Contrairement aux premières suppositions, les autorités ont écarté la piste d’un attentat islamiste. La ministre de l’Intérieur allemande, Nancy Faeser, qualifie d’ailleurs le suspect d’ »islamophobe », ce dernier ayant des discours proches des idéologies d’extrême droite.
De fait, ancien musulman, Al Abdulmohsen était connu pour ses critiques virulentes contre l’Islam. L’auteur de cette attaque protestait contre la politique d’asile allemande, qu’il considérait trop accessible alors qu’il en a lui-même profité.

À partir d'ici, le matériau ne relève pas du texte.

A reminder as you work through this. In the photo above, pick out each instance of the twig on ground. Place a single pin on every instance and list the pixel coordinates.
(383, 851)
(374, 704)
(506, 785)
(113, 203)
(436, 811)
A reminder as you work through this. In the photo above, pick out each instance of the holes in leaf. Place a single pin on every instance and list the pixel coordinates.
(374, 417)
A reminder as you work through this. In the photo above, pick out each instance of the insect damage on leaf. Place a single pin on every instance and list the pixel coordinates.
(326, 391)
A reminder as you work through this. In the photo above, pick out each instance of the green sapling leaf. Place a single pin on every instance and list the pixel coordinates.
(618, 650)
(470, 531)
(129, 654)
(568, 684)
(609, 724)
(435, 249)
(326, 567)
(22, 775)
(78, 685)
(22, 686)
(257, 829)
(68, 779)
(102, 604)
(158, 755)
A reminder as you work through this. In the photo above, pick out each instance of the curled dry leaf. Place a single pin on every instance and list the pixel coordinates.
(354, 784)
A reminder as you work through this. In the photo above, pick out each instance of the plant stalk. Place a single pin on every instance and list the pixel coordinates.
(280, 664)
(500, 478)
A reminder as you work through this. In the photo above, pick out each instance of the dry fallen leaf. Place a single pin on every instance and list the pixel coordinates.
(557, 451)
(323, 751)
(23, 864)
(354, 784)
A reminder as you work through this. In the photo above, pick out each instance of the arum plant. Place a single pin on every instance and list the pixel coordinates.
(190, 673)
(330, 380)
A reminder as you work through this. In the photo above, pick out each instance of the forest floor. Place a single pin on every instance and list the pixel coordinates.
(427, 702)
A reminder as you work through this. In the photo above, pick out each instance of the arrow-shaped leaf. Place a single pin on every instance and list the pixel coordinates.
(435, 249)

La montée fulgurante de l’AfD

Au regard du passif historique du pays,cette forte progression peut pousser au questionnement. Le parti d’extrême-droite, arrivé en deuxième position, avec 20,8% des voix, a fait une montée fulgurante dans les urnes ce dimanche. L’attentat de Magdebourg est un exemple révélateur utilisé pour réveiller des craintes enfouies concernant l’immigration et la sécurité des citoyens en Allemagne. De fait, le
coprésident de l’AfD, Tino Chrupalla affirme que “le terroriste n’aurait jamais dû être là à l’origine”. En effet, on retrouve ici une sensation de “déjà-vu” puisqu’en 2016, Berlin avait été touché par une attaque utilisant le même mode opératoire.
Les années passent et le scénario se répète.

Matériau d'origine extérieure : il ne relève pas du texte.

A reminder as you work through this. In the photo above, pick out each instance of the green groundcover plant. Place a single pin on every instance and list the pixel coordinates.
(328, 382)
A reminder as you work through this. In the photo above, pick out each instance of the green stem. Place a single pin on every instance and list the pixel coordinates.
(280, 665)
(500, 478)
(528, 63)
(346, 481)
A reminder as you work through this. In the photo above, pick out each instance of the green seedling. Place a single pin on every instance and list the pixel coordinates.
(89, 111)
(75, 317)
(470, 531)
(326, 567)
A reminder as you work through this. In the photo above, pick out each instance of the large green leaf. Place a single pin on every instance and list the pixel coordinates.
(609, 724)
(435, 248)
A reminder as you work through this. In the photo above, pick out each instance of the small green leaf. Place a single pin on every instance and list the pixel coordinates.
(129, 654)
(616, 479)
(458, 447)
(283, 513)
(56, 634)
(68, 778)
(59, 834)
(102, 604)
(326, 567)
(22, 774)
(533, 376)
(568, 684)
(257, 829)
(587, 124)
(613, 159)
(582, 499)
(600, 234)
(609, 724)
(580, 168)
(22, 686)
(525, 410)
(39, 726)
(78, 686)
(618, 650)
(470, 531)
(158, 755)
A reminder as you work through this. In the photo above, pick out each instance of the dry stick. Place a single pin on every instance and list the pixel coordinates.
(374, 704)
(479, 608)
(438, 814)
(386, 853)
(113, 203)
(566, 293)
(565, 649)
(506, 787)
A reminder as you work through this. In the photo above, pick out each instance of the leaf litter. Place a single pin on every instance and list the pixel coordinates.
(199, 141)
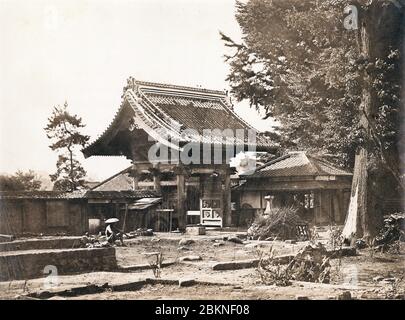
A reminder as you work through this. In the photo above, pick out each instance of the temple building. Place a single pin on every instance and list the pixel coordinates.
(318, 189)
(180, 141)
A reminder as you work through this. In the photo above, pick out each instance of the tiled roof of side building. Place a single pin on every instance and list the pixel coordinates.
(297, 164)
(57, 195)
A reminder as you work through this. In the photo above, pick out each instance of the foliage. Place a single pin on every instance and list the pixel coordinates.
(270, 271)
(20, 181)
(64, 131)
(281, 223)
(310, 264)
(299, 64)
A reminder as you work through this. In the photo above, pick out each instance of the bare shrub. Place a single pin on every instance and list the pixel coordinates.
(311, 264)
(270, 271)
(280, 223)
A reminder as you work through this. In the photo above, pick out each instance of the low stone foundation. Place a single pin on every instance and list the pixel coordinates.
(19, 265)
(46, 243)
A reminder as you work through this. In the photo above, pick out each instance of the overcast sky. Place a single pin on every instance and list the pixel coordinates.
(83, 51)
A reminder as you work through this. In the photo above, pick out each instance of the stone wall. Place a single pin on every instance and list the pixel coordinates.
(43, 216)
(46, 243)
(30, 264)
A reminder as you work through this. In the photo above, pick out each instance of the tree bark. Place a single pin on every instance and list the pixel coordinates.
(374, 40)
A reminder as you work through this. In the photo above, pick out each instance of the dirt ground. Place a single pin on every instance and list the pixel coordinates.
(355, 274)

Les allemands ont peur et la fin du projet «pro-immigration», l’AfD en fait sa quête. C’est dans ce contexte que l’extrême droite exploite cette peur collective en adoptant un discours anti-immigration très ferme. La prolifération des idéologies du parti semble fructueuse et remet en question le projet d’Angela Merkel d’une Allemagne aux frontières ouvertes au monde qui avait permis l’accueil de près de 2,5 millions de
réfugiés, il y a dix ans.
“Je le dis très honnêtement, si cela doit s’appeler remigration, alors cela s’appellera remigration”.

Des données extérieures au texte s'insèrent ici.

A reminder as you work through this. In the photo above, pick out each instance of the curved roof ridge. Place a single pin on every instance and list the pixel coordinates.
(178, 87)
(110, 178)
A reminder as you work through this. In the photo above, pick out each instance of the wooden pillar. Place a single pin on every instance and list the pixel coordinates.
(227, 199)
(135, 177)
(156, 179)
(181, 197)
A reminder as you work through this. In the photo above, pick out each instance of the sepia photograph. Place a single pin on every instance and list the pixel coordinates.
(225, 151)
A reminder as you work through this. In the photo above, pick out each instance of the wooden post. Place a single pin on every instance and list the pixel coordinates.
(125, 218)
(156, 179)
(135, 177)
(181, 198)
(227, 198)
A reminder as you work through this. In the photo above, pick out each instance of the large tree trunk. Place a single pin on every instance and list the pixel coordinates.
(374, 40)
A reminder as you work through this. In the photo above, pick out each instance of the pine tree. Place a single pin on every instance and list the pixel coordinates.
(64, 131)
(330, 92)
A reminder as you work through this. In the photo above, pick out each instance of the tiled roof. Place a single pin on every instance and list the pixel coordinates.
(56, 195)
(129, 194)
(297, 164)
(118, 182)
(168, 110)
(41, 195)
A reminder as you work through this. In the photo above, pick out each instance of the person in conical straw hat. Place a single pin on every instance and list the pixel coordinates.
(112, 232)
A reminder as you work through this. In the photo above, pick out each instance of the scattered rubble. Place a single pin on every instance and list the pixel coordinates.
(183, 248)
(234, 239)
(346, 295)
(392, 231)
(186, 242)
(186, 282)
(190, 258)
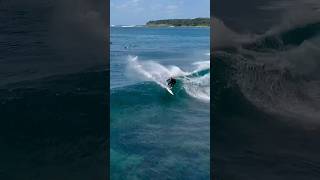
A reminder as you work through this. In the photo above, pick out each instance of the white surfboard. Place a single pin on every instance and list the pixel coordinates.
(169, 90)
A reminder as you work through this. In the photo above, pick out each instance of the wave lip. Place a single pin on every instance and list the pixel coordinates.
(195, 83)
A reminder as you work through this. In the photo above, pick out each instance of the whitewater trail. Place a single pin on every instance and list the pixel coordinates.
(195, 85)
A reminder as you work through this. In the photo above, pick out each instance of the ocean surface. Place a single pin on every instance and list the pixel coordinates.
(155, 135)
(266, 93)
(53, 91)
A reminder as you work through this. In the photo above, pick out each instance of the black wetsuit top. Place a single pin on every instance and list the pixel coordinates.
(171, 82)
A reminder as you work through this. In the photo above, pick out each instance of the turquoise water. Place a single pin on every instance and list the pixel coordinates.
(155, 135)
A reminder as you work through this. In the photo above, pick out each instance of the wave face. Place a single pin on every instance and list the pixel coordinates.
(266, 102)
(279, 72)
(155, 135)
(195, 83)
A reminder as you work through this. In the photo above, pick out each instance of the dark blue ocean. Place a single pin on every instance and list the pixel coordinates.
(156, 135)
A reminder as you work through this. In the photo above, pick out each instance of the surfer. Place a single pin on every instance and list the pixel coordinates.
(171, 82)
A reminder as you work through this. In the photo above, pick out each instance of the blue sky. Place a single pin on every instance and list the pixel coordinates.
(138, 12)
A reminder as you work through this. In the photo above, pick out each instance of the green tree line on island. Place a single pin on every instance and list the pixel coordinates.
(180, 22)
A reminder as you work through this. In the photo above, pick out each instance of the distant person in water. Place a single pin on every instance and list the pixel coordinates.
(171, 82)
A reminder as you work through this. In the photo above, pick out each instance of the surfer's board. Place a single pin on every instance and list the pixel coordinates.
(169, 90)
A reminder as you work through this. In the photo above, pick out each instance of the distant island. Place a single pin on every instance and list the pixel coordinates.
(196, 22)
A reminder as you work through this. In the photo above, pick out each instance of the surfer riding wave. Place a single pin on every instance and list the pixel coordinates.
(195, 83)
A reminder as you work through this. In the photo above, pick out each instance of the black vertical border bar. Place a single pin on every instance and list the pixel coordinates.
(211, 93)
(107, 58)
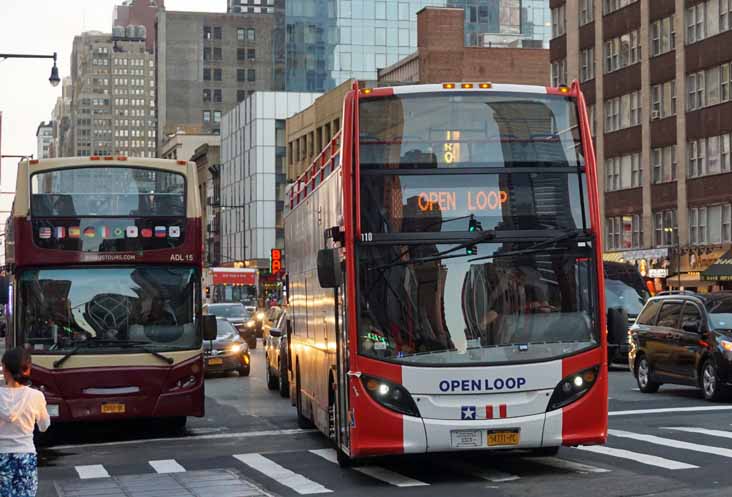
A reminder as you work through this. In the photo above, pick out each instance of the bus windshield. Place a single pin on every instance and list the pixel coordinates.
(107, 309)
(467, 309)
(107, 192)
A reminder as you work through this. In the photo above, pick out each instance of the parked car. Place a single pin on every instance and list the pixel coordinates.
(686, 339)
(237, 315)
(229, 352)
(276, 360)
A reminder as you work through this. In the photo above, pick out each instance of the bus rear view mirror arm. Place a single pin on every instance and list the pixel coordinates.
(329, 269)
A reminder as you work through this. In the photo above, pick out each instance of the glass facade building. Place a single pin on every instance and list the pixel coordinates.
(330, 41)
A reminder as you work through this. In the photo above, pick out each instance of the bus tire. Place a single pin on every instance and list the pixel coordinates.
(302, 421)
(283, 384)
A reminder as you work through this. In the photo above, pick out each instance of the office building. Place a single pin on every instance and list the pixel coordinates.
(207, 63)
(139, 13)
(253, 175)
(113, 94)
(44, 140)
(656, 75)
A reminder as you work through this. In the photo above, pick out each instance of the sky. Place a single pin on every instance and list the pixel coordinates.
(44, 27)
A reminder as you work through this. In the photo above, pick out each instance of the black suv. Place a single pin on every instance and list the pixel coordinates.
(683, 338)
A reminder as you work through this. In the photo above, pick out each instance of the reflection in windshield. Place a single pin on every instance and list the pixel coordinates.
(108, 307)
(489, 311)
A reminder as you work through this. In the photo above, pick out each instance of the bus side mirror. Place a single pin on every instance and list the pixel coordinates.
(329, 269)
(4, 290)
(209, 327)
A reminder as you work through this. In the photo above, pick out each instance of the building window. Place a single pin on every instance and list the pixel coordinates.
(664, 164)
(666, 229)
(587, 64)
(609, 6)
(663, 36)
(559, 72)
(586, 14)
(559, 21)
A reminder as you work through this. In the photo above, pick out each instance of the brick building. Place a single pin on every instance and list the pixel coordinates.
(656, 75)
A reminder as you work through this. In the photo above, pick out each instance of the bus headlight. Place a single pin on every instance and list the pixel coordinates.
(573, 387)
(390, 395)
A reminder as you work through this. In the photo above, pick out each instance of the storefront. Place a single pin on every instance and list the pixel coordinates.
(652, 264)
(720, 273)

La déclaration d’Alice Weidel, visage de l’extrême droite, lors du congrès du parti à Riesa le 12 janvier 2025 illustre parfaitement le changement de dynamique en Allemagne orchestré par une critique très vive de la politique migratoire initiale. Les propos anti-immigration d’un AfD qui monte en puissance s’accompagnent d’attaques successives semant la terreur sur le territoire allemand, comme les récentes attaques au
couteau à Aschaffenburg et au Mémorial de l’Holocaust à Berlin . Ainsi, la combinaison de ces éléments a permis le maintien et l’entretien d’une peur constante sur le territoire du pays de l’Outre-Rhin et a contribué à éroder le soutien populaire à cette politique d’ouverture.
Le bouclier politique allemand face à la montée de
l’extrême droite
Néanmoins, des initiatives du mouvement «Gib Hass Keine Chance», comme la mise en place d’une contre-manifestation à Magdebourg, viennent nuancer cette récupération politique de la tragédie par l’AFD.
Cette dynamique est alimentée par l’origine de l’auteur des faits et l’initiale difficulté à déterminer ses motivations, ce qui crée un terreau fertile pour la désinformation et les stéréotypes.
La Willkommenskultur (la culture de l’accueil) en est impactée.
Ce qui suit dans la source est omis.